So I thought it’d be appropriate to draft a list of ideas for my future, a sort of plan if you would. I’ve drafted a new plan, or at least a new branch of a general outline I’ve had for a while now. I suppose due to the current circumstances I’ve been provided, I’ve had an additional burst of encouragement to create a new strategy, and hopefully be able to follow through with it.
Firstly, I’m contemplating taking Psychology at Marymount Manhattan College (Yes, it is located in the Upper East Side of Manhattan, the neighborhood my ex lives in…however, I felt this would be an appropriate challenge to me to face this memory and study and live in a neighborhood I very much so like to be in. Expensive, yes. Achievable…yes.) I also felt this would be good because of the general type of people in this neighborhood. I seemed to have taken a liking (if only for a little while) to one of it’s residents, and I suppose I can do it over again and hopefully more successfully this time around. Although compared to this fiasco, I think nothing short of a hurricane would be more successful. I guess I just like well educated people. Also the area is real nice and convenient.
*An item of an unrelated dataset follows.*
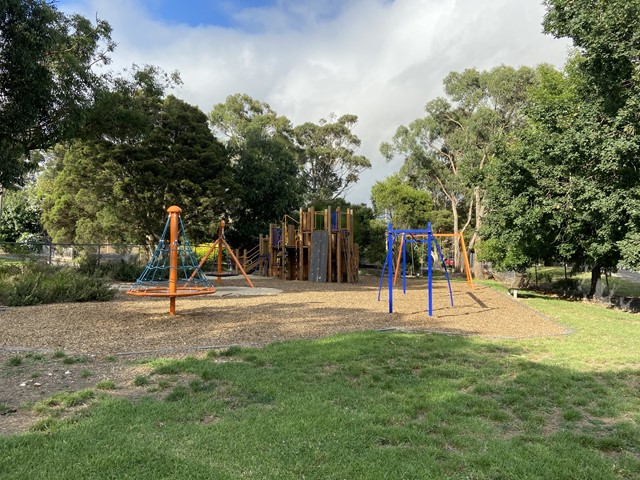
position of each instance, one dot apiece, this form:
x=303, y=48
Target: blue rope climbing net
x=156, y=274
Lots of things to do and many places to eat. I won’t let one person deter me from living my dream.
There was a point where I thought my dream would include my ex in it. That we’d be living happily ever after in the city and working. Like some sort of TV show. But I suppose that person will be someone else now, because not in the rest of my natural human life will I ever revisit her, even only as a friend. So yes, I figured I would take Psychology, since I want to be a Detective. It could potentially help. And it’s a nice little liberal arts college, not the cheapest, but affordable. Twelve to one student to teacher ratio. I was always told by my guidance counselor a small liberal arts college would be the place I would succeed in best, since I do operate best in a close knit environment. Plus it looks like some seriously hot bitches go to this school.
That’s pretty much the only new part of my plan. I still want to enter the NYPD, and become a Detective. Hopefully work in the Crime Scene Unit. I just am not limiting myself to John Jay College anymore. In fact, it’s become a secondary now. Sure, it specializes in Criminal Justice, but I think I’d rather put myself before my college life. Besides, you don’t even need to major in Criminal Justice to be a Police Officer, so it doesn’t really matter. I guess I figured in two or so years, I’d like to revisit the neighborhood I loved so much during the stint of seven or so months that I somewhat lived there. But in reality, it’s not just the sights and places I want to see. It’s falling in love. If I can do it once, I’ll be damned if I can’t do it again. And this time around it may actually be true love, and not some gigantic lie where all I was, was some sort of test dummy.